The highlight of the awards ceremony came when Zachary Quinto, who plays Spock in the latest "Star Trek" film, presented the honorary International Emmy Founders Award to writer-director-producer J.J. Abrams, who took a break from pre-production work on the new "Star Wars."
Abrams, who helped create such trend-setting TV series as "Felicity," "Alias," and "Lost," is the executive producer of three currently running TV shows - "Revolution," "Almost Human," and "Person of Interest."
Britain garnered three International Emmys at the ceremony at the Hilton New York hosted by British comedian John Oliver.
Brazil and France had two apiece, while Australia, South Korea and Germany each got one award.
Bean, best known for his roles in "The Lord of the Rings" and "Game of Thrones," won the best actor award for his role in an episode of the crime anthology series "Accused." Bean portrayed a shy English literature teacher with a secret alter-ego of a flamboyant transvestite who gets involved in an affair with a married man that leads to a brutal crime of passion.
Britain's "Moone Boy," about a young Irish boy who survives his chaotic family life with the help of an imaginary grown-up pal, won in the comedy category. The British documentary "Freddie Mercury: The Great Pretender," which focuses on the rock singer's solo projects outside of Queen, tied for the arts programming award with South Korea's "Hello?! Orchestra," in which violist Richard Yongjae O'Neill conducts an orchestra of children like himself from multicultural families.
Montenegro, who received an Oscar nomination for the 1998 film "Central Station," was chosen best actress for her role in "Doce de Mae" ("Sweet Mother") in which she plays an 85-year-old woman who wishes to live independently and take on new experiences, like dancing.
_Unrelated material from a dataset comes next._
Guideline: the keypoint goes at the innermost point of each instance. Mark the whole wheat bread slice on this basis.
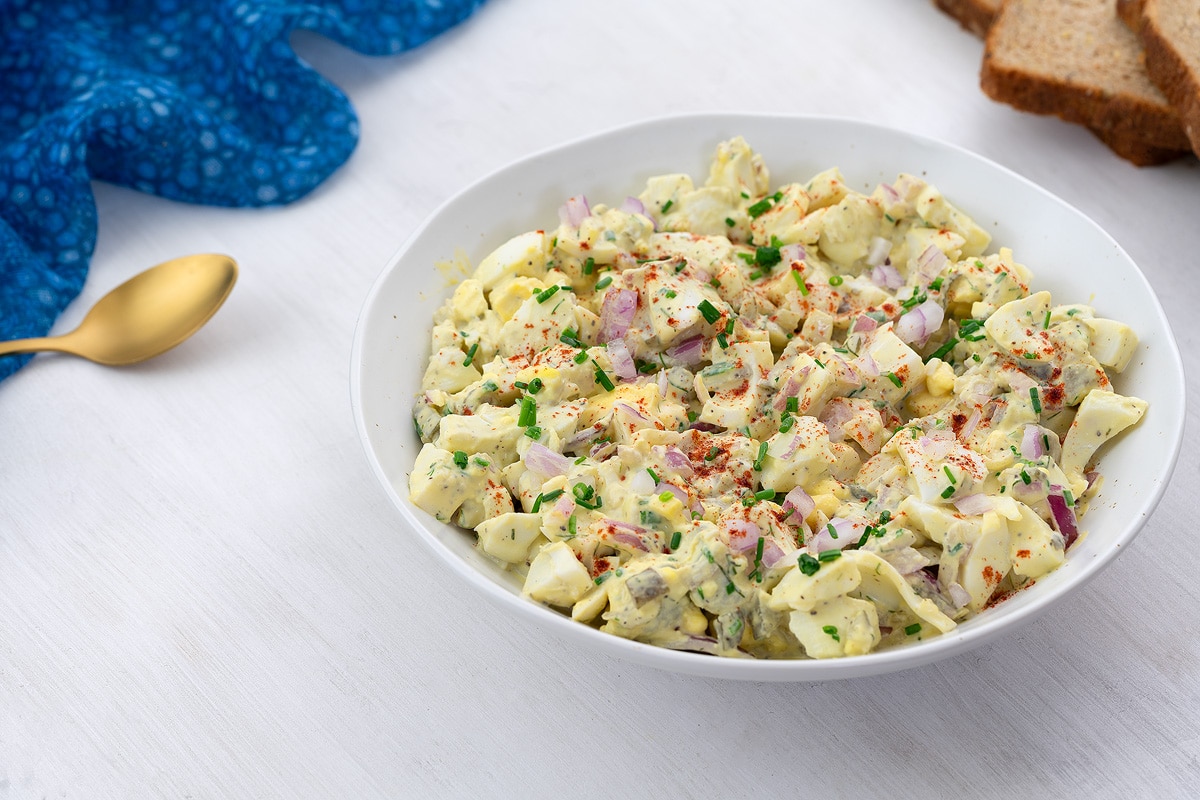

The telenovela award went to Brazil's "Lado a Lado" ("Side By Side"), which tells the story of two women - one a descendant of former slaves and the other from an aristocratic family - who become friends in Rio de Janeiro at the beginning of the 20th century.
The Emmy for best drama series went to France's "Les Revenants" ("The Returned"), about a small alpine village that is rocked when several people who are presumed dead suddenly reappear at their homes as ghostly characters in human form.
In the documentary category, the French production "5 Broken Cameras," co-directed by Palestinian Emad Burnat and Israeli Guy Davidi, took the prize. The film, which was nominated for a best documentary feature Oscar earlier this year, was shot by Burnat, a Palestinian farmer, and depicts life and non-violent resistance in a West Bank village. It is structured in chapters around the destruction of each of his cameras.
The award for non-scripted entertainment went to Australia's "Go Back To Where You Came From - Series 2," in which six high-profile Australians of differing political views see the world through the eyes of refugees - visiting conflict zones and refugee camps.
Germany's "Das Wunder von Karnten" ("A Day for a Miracle"), about a young cardiovascular surgeon who made medical history by saving the life of a 4-year-old Austrian girl considered clinically dead after spending 30 minutes under water, took the award in the TV movie/mini-series category.
World heavyweight boxing champion Wladimir Klitschko presented the honorary International Emmy Directorate Award to Germany's Anke Schaferkordt, co-CEO of the RTL Group, the leading European entertainment network.
The awards, presented by the International Academy of Television Arts & Sciences, honor excellence in television programming outside the U.S.